Staphylococcus aureus is a bacterial pathogen known to cause infections in epidemic waves. One such epidemic was caused by a clone known as phage-type 80/81, a penicillin-resistant strain that rose ...to world prominence in the late 1950s. The molecular underpinnings of the phage-type 80/81 outbreak have remained unknown for decades, nor is it understood why related S. aureus clones became epidemic in hospitals in the early 1990s. To better understand the molecular basis of these epidemics, we sequenced the genomes of eight S. aureus clinical isolates representative of the phage-type 80/81 clone, the Southwest Pacific clone a community-associated methicillin-resistant S. aureus (MRSA) clone, and contemporary S. aureus clones, all of which are genetically related and belong to the same clonal complex (CC30). Genome sequence analysis revealed that there was coincident divergence of these clones from a recent common ancestor, a finding that resolves controversy about the evolutionary history of the lineage. Notably, we identified nonsynonymous SNPs in genes encoding accessory gene regulator C (agrC) and α-hemolysin (hla)—molecules important for S. aureus virulence—that were present in virtually all contemporary CC30 hospital isolates tested.
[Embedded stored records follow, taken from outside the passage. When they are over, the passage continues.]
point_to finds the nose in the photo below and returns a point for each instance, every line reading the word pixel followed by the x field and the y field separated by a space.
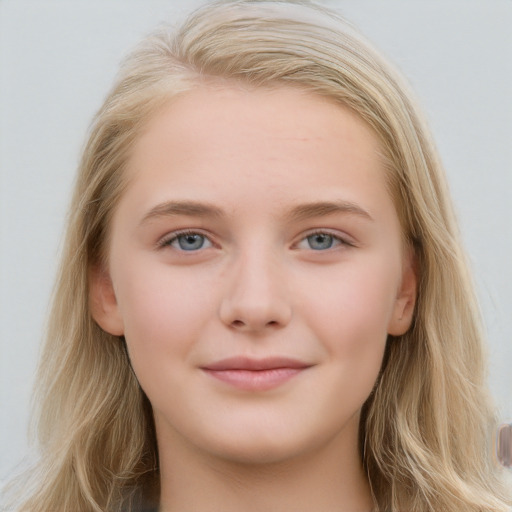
pixel 256 297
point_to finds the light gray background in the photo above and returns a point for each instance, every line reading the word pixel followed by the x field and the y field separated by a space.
pixel 58 58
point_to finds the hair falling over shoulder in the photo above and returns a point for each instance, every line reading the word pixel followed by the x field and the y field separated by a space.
pixel 425 431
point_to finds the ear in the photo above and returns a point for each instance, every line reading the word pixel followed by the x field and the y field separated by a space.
pixel 103 302
pixel 403 311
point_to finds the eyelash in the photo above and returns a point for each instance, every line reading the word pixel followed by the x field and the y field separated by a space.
pixel 173 237
pixel 340 241
pixel 168 240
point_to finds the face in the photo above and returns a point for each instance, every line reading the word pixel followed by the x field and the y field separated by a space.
pixel 256 268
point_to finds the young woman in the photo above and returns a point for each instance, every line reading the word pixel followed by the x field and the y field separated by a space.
pixel 263 303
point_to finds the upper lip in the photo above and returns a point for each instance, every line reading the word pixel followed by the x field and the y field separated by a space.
pixel 247 363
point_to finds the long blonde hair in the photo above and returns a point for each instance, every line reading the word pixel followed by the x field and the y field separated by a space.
pixel 426 430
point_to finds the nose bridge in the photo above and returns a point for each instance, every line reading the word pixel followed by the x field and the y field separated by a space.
pixel 256 295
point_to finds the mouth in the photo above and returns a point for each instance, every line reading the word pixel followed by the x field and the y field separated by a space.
pixel 255 374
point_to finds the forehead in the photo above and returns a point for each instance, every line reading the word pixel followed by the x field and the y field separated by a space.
pixel 231 140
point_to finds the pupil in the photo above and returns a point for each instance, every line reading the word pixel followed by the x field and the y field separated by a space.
pixel 320 241
pixel 190 242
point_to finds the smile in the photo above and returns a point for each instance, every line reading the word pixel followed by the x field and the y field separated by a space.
pixel 255 375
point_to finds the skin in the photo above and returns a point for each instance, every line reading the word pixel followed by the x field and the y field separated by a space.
pixel 260 285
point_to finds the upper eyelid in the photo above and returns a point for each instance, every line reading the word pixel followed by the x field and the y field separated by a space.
pixel 342 237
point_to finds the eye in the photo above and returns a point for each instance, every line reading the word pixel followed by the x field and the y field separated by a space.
pixel 188 241
pixel 321 241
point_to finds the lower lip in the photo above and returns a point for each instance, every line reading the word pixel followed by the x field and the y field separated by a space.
pixel 255 380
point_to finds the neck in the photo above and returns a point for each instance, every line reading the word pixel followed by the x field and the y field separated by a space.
pixel 330 479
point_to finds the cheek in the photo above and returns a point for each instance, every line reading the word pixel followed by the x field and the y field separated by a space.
pixel 351 312
pixel 163 311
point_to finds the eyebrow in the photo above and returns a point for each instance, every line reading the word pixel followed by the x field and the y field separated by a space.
pixel 300 212
pixel 323 208
pixel 175 208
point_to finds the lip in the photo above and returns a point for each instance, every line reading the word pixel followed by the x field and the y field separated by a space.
pixel 255 374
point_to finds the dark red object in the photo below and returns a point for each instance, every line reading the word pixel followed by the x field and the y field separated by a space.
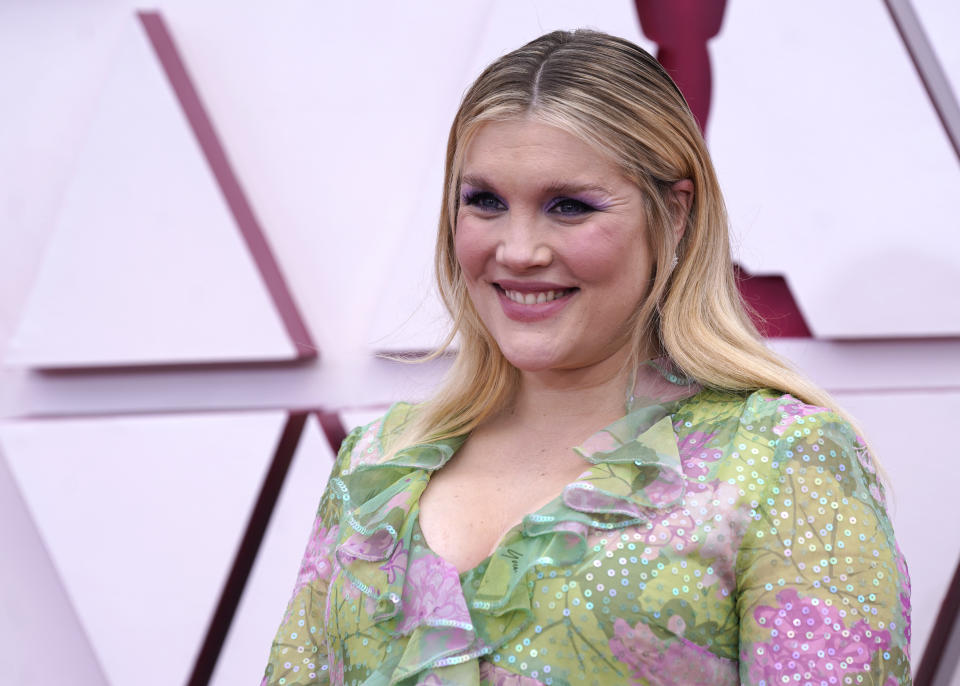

Compared with the phage-type 80/81 and Southwest Pacific clones, contemporary CC30 hospital isolates had reduced virulence in mouse infection models, the result of SNPs in agrC and hla. We conclude that agr and hla (along with penicillin resistance) were essential for world dominance of phage-type 80/81 S. aureus, whereas key SNPs in contemporary CC30 clones restrict these pathogens to hospital settings in which the host is typically compromised.